After completing five history courses prior to 12th grade, students are ready to engage each other and the world in an unconventional way through their World Cultures course. Acting in the role of “Assistant Secretaries of State," students adopt the role of a Department of State official representing one of six of the major regional assistant secretaries. Students rotate roles every six weeks or half-trimester so that they encounter cultural problems and issues from each of the State Department regions throughout the course of the year.
In their role as “Assistant Secretary,” students track current cultural issues from around the globe, research pressing cultural trends within their assigned region that relate to issues such as urbanization, religious devotion, patriarchy, and migration, among a host of other concerns, and acquire specialized knowledge in the study of one of these controversies for which they will develop a major presentation every six weeks. Students consult news and academic journals and government agency and non-governmental organization reports to facilitate their analysis.

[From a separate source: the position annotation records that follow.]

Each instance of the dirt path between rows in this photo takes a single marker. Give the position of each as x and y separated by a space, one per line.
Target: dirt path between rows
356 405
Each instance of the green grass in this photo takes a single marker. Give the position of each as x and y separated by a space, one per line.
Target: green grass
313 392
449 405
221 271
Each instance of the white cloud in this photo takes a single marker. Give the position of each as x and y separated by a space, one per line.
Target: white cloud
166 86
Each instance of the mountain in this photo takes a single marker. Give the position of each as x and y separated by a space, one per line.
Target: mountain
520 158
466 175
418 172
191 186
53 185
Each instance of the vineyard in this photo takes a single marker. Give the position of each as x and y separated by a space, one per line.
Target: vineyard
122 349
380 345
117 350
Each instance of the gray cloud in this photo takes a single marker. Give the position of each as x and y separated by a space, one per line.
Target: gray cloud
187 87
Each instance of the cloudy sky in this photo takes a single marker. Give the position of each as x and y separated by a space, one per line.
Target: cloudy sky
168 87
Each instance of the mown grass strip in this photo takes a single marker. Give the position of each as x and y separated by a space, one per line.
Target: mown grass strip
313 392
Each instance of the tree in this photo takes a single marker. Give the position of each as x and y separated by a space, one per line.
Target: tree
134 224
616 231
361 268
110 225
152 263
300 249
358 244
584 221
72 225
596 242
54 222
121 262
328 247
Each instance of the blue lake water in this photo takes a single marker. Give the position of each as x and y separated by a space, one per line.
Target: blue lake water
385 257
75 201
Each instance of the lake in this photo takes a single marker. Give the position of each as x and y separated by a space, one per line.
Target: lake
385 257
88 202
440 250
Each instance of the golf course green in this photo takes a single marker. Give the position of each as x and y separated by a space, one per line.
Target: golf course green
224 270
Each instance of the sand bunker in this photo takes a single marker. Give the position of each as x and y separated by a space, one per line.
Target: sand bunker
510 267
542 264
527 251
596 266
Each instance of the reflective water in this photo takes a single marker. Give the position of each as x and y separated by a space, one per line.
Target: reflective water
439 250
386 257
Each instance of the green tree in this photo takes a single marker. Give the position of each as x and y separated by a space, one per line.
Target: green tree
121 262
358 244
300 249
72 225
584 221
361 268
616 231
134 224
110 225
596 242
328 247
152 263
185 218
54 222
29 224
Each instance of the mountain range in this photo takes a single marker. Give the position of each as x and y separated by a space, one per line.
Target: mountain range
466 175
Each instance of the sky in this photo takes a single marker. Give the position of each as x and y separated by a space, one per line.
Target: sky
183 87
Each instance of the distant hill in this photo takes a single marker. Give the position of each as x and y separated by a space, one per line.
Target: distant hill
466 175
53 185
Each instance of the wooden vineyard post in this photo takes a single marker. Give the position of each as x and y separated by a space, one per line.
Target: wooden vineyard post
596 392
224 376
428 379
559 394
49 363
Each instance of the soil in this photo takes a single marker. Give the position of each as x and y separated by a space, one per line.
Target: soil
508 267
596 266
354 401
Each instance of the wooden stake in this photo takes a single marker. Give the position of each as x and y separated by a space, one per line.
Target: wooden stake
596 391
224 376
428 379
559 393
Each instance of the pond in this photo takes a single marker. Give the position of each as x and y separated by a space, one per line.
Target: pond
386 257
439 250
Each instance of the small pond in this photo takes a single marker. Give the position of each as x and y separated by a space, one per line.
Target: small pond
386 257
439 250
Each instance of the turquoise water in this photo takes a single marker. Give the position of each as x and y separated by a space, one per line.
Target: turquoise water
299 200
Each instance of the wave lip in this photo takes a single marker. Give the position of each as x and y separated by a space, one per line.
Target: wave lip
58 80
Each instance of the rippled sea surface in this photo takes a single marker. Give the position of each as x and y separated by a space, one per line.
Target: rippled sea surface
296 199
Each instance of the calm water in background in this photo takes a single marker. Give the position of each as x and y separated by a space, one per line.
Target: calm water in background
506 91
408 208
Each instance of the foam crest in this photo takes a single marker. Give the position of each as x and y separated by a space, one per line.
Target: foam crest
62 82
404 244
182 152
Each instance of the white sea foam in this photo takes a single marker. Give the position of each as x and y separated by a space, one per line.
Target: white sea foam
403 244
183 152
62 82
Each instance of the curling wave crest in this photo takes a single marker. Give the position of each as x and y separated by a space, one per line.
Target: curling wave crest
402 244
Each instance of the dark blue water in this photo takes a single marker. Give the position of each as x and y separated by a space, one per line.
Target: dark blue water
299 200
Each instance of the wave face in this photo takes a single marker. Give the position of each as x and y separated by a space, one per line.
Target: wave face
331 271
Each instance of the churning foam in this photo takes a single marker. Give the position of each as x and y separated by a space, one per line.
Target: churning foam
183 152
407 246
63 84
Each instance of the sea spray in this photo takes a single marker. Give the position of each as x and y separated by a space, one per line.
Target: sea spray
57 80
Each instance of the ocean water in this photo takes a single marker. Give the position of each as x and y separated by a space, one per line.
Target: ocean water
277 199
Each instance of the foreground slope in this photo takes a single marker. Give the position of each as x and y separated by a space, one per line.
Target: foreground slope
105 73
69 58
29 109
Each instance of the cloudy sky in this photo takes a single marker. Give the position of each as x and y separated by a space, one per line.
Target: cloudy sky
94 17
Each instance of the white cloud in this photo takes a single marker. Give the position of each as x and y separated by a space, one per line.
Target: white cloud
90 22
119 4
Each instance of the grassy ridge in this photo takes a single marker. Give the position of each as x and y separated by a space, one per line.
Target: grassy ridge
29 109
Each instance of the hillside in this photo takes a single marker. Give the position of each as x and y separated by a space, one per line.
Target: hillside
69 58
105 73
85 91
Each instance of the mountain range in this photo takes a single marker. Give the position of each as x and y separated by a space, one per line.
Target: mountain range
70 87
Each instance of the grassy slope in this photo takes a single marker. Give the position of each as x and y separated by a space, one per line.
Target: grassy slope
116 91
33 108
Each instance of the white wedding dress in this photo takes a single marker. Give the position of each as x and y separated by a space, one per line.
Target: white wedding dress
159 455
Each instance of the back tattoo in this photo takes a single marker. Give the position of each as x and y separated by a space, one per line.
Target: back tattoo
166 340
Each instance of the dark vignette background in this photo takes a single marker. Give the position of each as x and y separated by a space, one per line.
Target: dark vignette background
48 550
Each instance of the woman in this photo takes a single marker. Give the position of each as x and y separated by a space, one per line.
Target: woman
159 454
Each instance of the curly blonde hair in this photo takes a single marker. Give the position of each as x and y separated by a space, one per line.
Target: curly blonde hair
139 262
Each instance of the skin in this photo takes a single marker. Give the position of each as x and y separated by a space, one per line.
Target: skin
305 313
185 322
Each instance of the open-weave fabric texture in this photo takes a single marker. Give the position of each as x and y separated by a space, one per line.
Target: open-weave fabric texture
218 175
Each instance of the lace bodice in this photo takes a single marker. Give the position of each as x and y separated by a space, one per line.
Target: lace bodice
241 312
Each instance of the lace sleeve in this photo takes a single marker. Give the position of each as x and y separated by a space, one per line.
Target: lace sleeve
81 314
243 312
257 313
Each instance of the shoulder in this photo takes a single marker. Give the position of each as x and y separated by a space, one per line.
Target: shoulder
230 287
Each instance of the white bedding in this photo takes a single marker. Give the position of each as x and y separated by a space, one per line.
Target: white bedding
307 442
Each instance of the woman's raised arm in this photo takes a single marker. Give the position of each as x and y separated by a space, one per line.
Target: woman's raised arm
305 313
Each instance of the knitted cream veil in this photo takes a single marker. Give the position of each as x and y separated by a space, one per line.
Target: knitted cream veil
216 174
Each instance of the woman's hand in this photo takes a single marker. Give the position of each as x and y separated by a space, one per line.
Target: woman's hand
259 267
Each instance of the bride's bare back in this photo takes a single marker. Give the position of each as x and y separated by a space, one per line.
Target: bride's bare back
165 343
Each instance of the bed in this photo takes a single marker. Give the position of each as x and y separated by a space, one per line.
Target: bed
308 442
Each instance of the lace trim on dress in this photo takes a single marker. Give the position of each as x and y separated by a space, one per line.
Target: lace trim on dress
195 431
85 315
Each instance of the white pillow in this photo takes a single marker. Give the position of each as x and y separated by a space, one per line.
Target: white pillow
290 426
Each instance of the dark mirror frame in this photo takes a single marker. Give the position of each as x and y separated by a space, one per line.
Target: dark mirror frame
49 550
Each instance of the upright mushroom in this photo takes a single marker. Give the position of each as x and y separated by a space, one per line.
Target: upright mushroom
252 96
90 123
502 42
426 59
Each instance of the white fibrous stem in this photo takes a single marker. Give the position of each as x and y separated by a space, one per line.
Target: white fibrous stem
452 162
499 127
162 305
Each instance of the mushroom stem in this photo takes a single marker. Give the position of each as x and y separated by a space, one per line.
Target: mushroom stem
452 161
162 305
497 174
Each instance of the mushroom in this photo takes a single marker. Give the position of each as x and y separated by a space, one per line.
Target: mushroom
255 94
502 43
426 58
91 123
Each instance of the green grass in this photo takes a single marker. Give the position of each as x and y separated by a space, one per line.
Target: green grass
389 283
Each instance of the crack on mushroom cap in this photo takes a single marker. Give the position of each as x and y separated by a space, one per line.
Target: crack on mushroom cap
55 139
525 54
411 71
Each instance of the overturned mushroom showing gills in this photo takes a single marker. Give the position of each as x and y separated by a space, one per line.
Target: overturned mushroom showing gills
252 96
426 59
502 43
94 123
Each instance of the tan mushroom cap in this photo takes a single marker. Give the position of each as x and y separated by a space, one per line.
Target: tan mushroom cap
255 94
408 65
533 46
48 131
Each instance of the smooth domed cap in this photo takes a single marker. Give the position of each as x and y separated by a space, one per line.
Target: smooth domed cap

Students use The Economist magazine as a weekly source to follow global current events and also access print and online sources in their quest to investigate, ruminate, communicate, and create. As part of a team with representatives drawn from each of the sections of World Cultures, students will interact in person and online and will formulate strategies for confronting everyday events and crises. Every day, students will be ready to provide briefings for their fellow regional undersecretaries. As part of a team, each student contributes to regional blog essays that will analyze various cultural controversies and develop annotated bibliographies that will inform the public about sources crucial to understanding evolving controversies. At the end of the course, students will have a broader and deeper understanding of the world and its cultures, and be ready to take well-honed academic skills to college and beyond.